Condividere e ricordare periodicamente lo scopo è fondamentale per più motivi:
- guida e orienta i comportamenti
- motiva verso una visione condivisa
- definisce le priorità
- parla in modo più forte alle giovani generazioni che guardano al senso di quello che fanno con più attenzione di quelle precedenti
Gli obiettivi diventano una conseguenza dello scopo e generano (in teoria) comportamenti congruenti.
Check: hai definito uno scopo e lo hai condiviso? ma soprattutto è un elemento vivo e presente all’interno del team? da 1 a 10 che voto ti dai su questo punto?
Costruttori di comunità
Fare insieme: questa è una condizione necessaria a creare coinvolgimento.
Anche le più belle iniziative a favore del team, se vengono calate dall’alto potrebbero non essere accolte come avremmo sperato.
Qui il punto è: fai un passo indietro, accetta la possibilità di abbassare l’asticella ma “fai con”.
“Meno ma insieme” potrebbe essere il claim.
E lo sappiamo che spesso sarebbe più facile, più veloce, più wow, erogare iniziative anziché co-costruirle, ma l’erogazione spesso non accende l’interesse e rende le persone fruitori “passivi”. Da lì a perderli è un attimo.

Co-progettare, secondo l’approccio del design thinking e co-costruire secondo il principio che insieme è meglio.
Palette alla mano: da 1 a 10 quanto co-costruisci?
Ingredienti segreti: autenticità e pazienza
Tutto questo potrebbe sembrare molto bello e relativamente facile se non fosse che invece è dannatamente difficile.
Scomporre per fattori un tema così complesso è solo un escamotage e non vuole trasferire il concetto che basti poco, perché ciascuno di questi fattori è a sua volta ampio e impervio come la parete sud della Marmolada.

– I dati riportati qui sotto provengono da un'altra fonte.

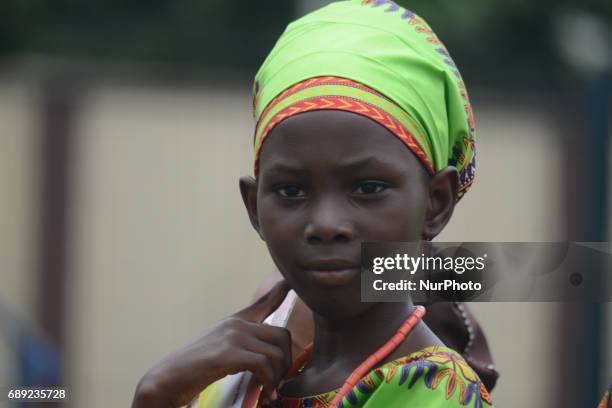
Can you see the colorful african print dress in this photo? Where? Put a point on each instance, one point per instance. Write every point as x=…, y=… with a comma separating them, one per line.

Ci sono quindi due altri fattori che vanno considerati e soprattutto allenati:
- il primo è la pazienza: lavorare con le persone è meraviglioso e frustrante; è un lavoro che non porta risultati costanti nel tempo, serve tanta pazienza e la disponibilità ad accogliere le frenate tanto quanto le accelerate
- il secondo è l’autenticità che oggi, a declamare purpose e valori, le aziende fanno a gara ma non sempre sono autentiche e spesso generano più disillusioni che commitment: “meno ma vero” è un il secondo claim di questo articolo. Indispensabile per ottenere risultati profondi e nella squadra la profondità salda i legami
Autenticità e pazienza sono due virtù (altro che competenze…) da coltivare e perseguire perché non succeda che…
…parti per scalare le montagne
E poi ti fermi al primo ristorante
E non ci pensi più
(cit. Brunori Sas)
NB: Alla base di questo articolo c’è lo studio che stiamo facendo per aiutare le nostre aziende a coinvolgere le persone, tema sempre più centrale in moltissime organizzazioni. Ci ha aiutato anche seguire uno psicologo divulgatore che ti consigliamo e che forse già conosci, Luca Mazzucchelli.